Bir Cumartesi yalnızlığı adeta: Pazar’ın peşrevinde sıra dışı bir şarkı.
Yalnızlığın yaldızlı yolunda ite kaka yürüyen bir zemherinin ıslaklığı en çok da gözlerimden dökülen yaş gibi yaş gibi içine düşülesi aşk gibi hala temiz ve masum kalmanın verdiği mahcubiyet ve s/özlendiğim kadar ömrün metruk hayallerinde başıma kakılası bir hasret.
Nemalandığım her duygu.
İnsanın yedisinde neyse yetmişinde de değişmez huyu.
Bir itirafsa her şiir
İma ettiğim değil de kibirli sesi rüzgârın.
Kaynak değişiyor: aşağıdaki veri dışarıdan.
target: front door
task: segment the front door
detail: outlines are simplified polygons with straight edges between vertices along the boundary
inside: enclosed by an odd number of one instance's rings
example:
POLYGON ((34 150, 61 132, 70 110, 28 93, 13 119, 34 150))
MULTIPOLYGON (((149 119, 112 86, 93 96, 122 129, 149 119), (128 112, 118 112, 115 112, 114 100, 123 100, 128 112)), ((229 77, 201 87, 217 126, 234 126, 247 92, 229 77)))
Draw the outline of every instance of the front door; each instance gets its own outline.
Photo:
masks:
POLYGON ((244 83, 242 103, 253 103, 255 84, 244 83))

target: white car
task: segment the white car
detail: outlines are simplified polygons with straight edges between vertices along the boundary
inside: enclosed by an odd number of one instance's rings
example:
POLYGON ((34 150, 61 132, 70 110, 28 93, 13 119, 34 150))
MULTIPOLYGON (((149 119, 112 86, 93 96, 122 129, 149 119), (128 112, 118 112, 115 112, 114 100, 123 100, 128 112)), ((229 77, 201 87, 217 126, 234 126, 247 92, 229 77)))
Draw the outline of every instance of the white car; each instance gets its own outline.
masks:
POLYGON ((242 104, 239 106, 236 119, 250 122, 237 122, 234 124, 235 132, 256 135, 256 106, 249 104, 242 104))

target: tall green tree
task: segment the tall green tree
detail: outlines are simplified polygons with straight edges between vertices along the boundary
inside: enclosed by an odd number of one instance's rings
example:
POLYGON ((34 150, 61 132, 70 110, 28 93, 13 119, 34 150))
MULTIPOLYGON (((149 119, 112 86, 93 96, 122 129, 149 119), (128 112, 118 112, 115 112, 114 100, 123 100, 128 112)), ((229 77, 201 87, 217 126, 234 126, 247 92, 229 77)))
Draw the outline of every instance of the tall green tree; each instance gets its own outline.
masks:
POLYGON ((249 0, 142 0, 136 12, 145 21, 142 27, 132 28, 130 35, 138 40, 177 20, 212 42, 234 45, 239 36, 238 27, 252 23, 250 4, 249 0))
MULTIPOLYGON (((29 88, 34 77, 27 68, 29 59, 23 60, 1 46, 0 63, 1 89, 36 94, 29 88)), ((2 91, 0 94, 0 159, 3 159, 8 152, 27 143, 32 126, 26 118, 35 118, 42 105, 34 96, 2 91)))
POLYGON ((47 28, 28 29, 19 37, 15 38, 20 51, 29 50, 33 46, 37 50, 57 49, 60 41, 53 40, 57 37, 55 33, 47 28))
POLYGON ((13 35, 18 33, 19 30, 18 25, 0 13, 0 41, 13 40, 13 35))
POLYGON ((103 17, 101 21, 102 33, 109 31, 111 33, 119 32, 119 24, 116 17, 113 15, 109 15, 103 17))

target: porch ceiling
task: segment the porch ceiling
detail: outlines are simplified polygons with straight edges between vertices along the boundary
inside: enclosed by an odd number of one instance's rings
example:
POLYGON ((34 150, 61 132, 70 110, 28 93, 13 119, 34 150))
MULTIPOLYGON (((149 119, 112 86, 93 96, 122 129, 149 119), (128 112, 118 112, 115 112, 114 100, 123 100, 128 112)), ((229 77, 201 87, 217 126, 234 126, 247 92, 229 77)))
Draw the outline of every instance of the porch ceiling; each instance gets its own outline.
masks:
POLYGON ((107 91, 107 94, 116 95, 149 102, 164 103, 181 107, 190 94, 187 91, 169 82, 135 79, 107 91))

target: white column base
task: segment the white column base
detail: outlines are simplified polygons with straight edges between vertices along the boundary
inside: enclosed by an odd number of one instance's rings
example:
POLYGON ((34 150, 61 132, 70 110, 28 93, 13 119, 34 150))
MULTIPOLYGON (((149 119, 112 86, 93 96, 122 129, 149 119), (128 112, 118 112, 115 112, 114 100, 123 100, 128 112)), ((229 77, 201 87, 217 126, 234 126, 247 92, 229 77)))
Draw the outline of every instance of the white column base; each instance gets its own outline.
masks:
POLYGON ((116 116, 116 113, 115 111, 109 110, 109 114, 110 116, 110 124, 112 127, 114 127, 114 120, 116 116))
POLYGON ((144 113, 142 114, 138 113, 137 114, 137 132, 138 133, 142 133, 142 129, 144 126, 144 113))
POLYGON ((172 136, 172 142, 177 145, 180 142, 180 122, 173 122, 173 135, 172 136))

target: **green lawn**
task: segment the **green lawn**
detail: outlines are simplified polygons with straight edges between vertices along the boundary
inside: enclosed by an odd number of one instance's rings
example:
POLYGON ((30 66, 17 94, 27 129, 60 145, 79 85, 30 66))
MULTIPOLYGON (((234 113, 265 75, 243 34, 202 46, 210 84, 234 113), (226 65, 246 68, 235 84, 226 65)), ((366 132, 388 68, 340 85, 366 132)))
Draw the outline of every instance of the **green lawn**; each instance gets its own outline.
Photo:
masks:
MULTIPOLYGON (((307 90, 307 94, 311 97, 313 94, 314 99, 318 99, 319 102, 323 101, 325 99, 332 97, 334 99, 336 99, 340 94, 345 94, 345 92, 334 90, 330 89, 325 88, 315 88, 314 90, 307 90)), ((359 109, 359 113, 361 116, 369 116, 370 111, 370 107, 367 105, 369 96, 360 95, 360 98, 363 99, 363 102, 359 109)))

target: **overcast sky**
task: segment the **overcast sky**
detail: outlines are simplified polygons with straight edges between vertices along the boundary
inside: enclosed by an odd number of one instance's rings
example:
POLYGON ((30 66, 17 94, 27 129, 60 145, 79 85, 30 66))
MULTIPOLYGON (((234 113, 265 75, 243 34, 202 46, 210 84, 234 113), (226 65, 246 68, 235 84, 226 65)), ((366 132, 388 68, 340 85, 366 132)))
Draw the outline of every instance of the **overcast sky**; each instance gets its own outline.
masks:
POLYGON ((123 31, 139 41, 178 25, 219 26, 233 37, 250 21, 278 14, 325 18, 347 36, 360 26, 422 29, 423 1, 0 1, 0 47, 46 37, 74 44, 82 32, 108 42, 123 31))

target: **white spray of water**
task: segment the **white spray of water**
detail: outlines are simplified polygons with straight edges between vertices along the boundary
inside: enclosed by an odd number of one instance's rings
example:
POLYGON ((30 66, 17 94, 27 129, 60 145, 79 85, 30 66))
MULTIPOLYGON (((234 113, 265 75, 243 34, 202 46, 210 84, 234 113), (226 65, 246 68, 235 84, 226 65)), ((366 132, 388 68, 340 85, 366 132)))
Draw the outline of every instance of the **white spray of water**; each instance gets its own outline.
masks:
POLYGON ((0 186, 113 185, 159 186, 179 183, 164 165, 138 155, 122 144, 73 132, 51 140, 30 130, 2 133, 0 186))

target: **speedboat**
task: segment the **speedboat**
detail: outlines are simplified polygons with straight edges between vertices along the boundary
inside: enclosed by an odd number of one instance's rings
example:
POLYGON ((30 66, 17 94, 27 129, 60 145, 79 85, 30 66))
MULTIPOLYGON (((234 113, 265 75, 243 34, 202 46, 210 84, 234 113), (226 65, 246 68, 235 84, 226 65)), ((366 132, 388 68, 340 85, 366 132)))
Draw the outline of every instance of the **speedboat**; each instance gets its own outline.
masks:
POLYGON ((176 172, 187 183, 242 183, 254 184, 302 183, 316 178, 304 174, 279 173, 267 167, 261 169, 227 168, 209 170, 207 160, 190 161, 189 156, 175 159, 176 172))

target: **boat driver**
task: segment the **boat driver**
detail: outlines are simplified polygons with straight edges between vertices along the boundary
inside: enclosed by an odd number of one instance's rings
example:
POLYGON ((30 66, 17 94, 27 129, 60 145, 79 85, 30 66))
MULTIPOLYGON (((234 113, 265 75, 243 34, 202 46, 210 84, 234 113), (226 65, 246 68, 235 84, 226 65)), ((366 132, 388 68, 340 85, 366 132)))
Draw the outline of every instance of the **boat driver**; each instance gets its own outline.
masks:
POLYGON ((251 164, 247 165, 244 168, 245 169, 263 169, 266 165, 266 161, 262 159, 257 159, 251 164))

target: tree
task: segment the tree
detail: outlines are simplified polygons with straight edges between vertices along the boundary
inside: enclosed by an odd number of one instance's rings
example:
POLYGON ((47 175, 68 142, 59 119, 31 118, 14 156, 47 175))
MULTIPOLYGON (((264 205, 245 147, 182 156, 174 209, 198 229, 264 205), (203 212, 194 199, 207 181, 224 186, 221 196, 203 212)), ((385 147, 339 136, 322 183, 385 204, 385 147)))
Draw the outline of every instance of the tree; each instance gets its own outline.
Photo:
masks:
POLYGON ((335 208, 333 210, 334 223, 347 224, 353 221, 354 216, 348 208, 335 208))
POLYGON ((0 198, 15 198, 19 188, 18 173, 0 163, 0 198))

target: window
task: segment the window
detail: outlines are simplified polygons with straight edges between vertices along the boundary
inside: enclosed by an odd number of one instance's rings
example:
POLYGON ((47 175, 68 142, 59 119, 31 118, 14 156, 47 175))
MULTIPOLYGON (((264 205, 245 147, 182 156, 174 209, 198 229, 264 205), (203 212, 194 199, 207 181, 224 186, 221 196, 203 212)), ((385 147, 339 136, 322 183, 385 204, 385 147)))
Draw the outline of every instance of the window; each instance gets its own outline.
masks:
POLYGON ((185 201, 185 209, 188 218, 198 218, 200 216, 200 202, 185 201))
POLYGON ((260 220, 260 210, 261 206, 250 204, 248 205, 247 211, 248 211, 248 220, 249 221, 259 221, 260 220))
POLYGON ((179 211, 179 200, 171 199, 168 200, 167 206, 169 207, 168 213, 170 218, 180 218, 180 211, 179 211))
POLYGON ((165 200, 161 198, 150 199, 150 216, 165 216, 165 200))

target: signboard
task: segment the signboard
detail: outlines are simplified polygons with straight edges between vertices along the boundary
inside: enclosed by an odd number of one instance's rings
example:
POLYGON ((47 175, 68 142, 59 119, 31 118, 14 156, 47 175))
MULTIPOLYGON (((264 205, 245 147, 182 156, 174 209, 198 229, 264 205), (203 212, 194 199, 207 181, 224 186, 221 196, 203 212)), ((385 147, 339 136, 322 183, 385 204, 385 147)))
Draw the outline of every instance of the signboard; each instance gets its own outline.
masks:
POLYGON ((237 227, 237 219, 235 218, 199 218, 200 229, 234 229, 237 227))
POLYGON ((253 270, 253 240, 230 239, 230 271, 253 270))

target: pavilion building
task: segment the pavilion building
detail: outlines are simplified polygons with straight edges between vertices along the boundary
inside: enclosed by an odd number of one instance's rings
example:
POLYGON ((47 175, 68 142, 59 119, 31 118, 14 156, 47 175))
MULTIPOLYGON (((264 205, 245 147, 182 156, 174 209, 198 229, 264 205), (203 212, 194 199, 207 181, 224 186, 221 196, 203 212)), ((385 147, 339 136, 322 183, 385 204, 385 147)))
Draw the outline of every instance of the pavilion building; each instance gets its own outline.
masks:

İçime esen bilinmezde saklı gizemin ta kendisi
Rüştünü ispatlamış hüznün de sıra dışı bakiyesi.
Bir rubai mi kundaklanan?
Bir hurafe mi yoksa ıslıklanan?
Belki de bir rivayet aşkın kınandığı.
Belki de bitimsiz bir rehavet
Gölgelerken yalnızlığın tek muhatabı.
Yörüngesinden çıkan bir kuş gibi.
Belki de sevgi ve uçmak izafi.
Yazarken uçtuğuma kani
Severken çoğaldığımsa Rabbimin rahmeti.
Her gün doğumuna sadık
Her gün bitiminde varla yok arası bir sızı
Acının izini sürdüğümse gün gibi
Aşikâr olan ruhun sözcüklerle kefenlendiği
Elbet yazarak ölüp doğduğum
Yazmadığım kadar havasız kalıp boğulduğum.
Nemli bir rüzgâr
Üşüten ve büyüten
Acılarımla istiflendiğim,
Mezar
Büyüklüğünde bir hicran.
Sevmelerin meali ki henüz rast geldim kendime
Kinayesi, kibri bitimsiz ömrün
Kim bilir kaçıncı dönemecinde.
Uluyan madem aşk
Ünleyense o bitimsiz hasret
İçine düşülesi nasıl da şık
Ve cafcaflı bir mizaç
Kabuk
Değiştiren varlığın kırık
Kanatlarına yağan kar gibi beyaz
Hayat gibi yaşadığın haraç mezat
Kükreyen her sözcük
Yumuşayan yürek demlendikçe içten gelen niyaz.